I enter the elevator in the building where I keep an office. I tap the access card to the sensor and press 3R. There is a strong odor of cigarette smoke. So strong that it’s reasonable to wonder if the smoking had taken place in the elevator. I assume the culprit is part of the construction team that has been remodeling an office on our floor. They use the elevator a lot. I quickly realize I’m hurtling to this conclusion and that there must also be other explanations. It takes me no time to come up with two other possible scenarios. (I now possibly owe an apology to a mystery smoker I’ll never meet.)
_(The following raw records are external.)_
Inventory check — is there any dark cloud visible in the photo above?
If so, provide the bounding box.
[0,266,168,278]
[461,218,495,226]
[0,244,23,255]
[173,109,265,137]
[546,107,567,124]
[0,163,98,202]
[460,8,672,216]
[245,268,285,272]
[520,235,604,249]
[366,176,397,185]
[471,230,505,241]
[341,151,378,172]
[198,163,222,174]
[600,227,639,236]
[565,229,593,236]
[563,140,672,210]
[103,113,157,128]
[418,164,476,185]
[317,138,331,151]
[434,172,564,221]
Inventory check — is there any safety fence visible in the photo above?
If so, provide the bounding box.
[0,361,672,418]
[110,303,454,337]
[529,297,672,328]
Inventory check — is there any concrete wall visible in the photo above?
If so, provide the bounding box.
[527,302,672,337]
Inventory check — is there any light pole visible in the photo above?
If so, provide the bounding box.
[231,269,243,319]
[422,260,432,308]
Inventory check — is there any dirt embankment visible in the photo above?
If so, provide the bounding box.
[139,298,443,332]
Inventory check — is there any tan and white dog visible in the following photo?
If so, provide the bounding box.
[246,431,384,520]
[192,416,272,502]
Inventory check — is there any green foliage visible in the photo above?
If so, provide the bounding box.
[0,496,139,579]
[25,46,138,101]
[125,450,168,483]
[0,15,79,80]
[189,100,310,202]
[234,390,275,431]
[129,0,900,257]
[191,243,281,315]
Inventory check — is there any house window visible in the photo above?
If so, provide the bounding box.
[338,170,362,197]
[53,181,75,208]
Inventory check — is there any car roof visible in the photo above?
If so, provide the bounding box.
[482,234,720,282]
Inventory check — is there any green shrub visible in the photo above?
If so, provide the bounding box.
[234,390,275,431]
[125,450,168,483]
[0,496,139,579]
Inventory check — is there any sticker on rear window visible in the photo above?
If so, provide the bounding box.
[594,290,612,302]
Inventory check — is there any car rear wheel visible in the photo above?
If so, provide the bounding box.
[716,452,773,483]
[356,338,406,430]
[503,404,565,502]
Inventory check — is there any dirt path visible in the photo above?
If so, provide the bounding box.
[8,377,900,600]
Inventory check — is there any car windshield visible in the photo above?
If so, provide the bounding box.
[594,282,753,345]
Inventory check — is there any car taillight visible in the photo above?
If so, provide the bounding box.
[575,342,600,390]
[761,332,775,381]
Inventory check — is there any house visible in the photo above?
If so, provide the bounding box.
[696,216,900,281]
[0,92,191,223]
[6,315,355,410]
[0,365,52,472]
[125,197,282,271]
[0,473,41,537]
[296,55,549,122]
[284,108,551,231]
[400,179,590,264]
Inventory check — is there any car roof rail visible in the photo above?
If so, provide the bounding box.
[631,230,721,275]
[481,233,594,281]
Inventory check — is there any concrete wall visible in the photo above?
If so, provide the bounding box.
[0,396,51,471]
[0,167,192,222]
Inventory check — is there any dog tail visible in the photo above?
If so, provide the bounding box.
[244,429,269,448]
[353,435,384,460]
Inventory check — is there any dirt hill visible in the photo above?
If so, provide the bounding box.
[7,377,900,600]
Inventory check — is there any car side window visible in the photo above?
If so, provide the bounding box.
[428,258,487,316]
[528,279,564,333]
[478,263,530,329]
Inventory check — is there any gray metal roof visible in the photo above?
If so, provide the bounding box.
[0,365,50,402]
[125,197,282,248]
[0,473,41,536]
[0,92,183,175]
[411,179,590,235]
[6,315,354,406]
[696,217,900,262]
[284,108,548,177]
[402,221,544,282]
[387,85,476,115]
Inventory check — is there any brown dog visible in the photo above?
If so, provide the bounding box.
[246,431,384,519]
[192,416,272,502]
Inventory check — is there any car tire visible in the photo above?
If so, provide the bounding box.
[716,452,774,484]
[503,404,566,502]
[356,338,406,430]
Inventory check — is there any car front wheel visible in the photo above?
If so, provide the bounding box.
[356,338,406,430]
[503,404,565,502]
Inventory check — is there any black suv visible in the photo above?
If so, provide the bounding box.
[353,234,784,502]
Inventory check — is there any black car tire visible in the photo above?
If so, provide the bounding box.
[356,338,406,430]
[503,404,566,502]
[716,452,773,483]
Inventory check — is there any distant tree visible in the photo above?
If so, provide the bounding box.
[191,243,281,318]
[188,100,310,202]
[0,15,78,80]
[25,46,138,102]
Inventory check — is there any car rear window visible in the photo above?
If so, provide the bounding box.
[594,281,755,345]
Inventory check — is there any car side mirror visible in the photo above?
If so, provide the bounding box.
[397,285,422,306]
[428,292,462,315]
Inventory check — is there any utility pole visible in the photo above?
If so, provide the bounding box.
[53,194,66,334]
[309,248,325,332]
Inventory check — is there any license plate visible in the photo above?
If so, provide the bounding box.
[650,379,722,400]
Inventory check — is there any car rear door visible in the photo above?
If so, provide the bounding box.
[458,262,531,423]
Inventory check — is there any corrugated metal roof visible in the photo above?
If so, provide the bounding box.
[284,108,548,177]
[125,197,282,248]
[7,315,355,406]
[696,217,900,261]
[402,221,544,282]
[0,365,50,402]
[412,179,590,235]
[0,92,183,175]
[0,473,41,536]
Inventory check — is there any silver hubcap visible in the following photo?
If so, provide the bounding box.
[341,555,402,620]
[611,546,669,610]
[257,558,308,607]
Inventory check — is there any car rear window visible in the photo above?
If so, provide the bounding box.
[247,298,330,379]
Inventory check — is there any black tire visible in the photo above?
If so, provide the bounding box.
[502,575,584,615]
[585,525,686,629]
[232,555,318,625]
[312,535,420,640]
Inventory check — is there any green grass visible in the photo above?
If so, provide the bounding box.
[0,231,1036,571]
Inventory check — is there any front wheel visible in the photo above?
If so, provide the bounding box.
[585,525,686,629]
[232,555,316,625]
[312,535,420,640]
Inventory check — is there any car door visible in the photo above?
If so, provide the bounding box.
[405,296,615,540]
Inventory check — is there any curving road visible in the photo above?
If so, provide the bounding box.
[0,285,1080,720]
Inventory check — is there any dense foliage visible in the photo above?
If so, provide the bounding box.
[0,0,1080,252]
Symbols and their associations, whether accurate or not, are powerful in shaping our thoughts. Part of the stereotype of a construction worker is that they are more likely to smoke. While it’s true that construction workers smoke more than the average person, the vast majority of construction workers don’t smoke. Still, it’s obvious we pay attention to symbols and associations. Look at our language.
“I enjoy going the driving range when my friend invites me, but that’s about it. I’m just not really a golf kind of guy.”
“I’d rather watch it on Netflix. I’m not really a movie theater person.”
We talk about Starbucks people and Dunkin’ people.
Apple people and everybody else.
There are truck people and there are ride share folks.
There are people who vaccinate their children and people who don’t.
All of these project specific mental images and I’m not giving you a lot to work with. But you’re having no trouble filling in the blanks. It’s what we do. And we do it automatically. There are all kinds of people and we are lazily guided into assuming all sorts of other things about them based on very little information. And I think it’s healthy to remind ourselves of this so that we don’t get too removed from the knowledge of the forces that stir our intentions.